First, English is not my native language so if I make a lot of mistakes I apologize in advance. I would really like some advice because I'm getting rather desperate. And maybe, by telling my story, it will give some clarity to others too. I've been on contraceptives since I was 14 years old.
Prescribed for menstrual cramps (this contraceptive is called Diane 35, the most heavy pill there is in our country from which at least 29 woman have died due to blood clots) Since then I had a lot of health problems, worse of all cluster headaches and migraines. Also struggling with anxiety and an overall sense of not be able to get in charge of myself. I just though I was a lazy, oversensitive person... About 2 years ago my doctor decided to give me another contraceptive called Levera and I became a different person. No more pain, no more anxiety. So many problems I was struggling with for the most part of my life where gone.I was 48 years then... Didn't contribute it to the contraceptive though, gullible as I was. And it took a while before I made the connection. I already experienced hair loss but with Levara it became much worse and my eyes began to hurt quite a lot so I went back to my old contraceptive Diane. All my 'old' problems came back including the cluster headache. Finally it sunk in that they were caused by the contraceptive and, indeed, when I changed to Levera again most of those problems disappeared.
Because of its influence I tried to stop with contraceptives but not only did the headaches became worse, my period did not stop and I lost a lot of blood. I went to a gynecologist and she prescribed bio-identical estrogen patches. I had to stop after three and a half weeks because I was continuously anxious and not able to focus or have a constructive thought at all. So she gave me Levara again and I thought the worst was over. It wasn't.
Its been 7 months now and I feel ill. My symptoms (not all of them because the list will be to long) :severe headaches, severe edema.Constant jamming, squeezing feeling in my legs; I have to shower sitting down,cannot stand upright for more than a few seconds. short of breath, tinnitus, muscle cramps,,muscle weakness, trembling, joint pain in knees and hips, dizzy most of the time, disorientation. diarrhea every day. Skin burning Mouth, tongue,eyes and vagina burn while saliva keeps flowing in my mouth Gums lifting rapidly, insomnia, feelings of unreality, palpitations, hot flashes, sweating even with smallest movement. But I'm so cold, my hands and feet are blue, nails of hands and feet curl up, follical keratoses rapid weight loss above tummy and below knees. Skin ageing rapidly; skin is hanging lose; especially hands and knees (people find my hands scary, as I); wrinkles in face; sometimes they increase in one night depending on which day of cycle. Mood swings, anxiety-attacks, depressed with suicidal thoughts. Memory loss, vision blurred, obsessive thoughts, not able to concentrate etc.
Because of the severity of symptoms I have to stay seated or lie down all day and can't function anymore. Different contraceptives did'nt help. I know now, after research, that this is estrogen dominance. I want to try progesterone cream but need some answers on how best to use it. I have PMS during all days of my cycle; every day is different, depending on increase and decrease/ratio of estrogen and progesterone and despite using contraceptive. So I'm not sure on which days I have to use progesterone cream.
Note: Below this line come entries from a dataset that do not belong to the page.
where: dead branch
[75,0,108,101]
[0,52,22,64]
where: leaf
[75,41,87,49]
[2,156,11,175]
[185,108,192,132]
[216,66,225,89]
I understand that progesterone cream can be converted into estrogen even with high dosage. Because my reaction to estrogen is so extreme and my skin is aging so rapidly in just days I'm not sure if I should very gradely increase the dosage or take a very high dosage from the start. Furthermore: I have read somewhere that 20% of women can't convert progesterone cream into progesterone; it will only be converted into estrogen. I'm wondering if that's true?
It became a longer story than I intended... I hope the long read didn't discourage to much. I would really appreciate it if someone can answer my questions. If not, than I hope that at least my story could give someone out there some clearity... To many women suffer needlessly due to lack of knowledge or rigid arrogance of physicians.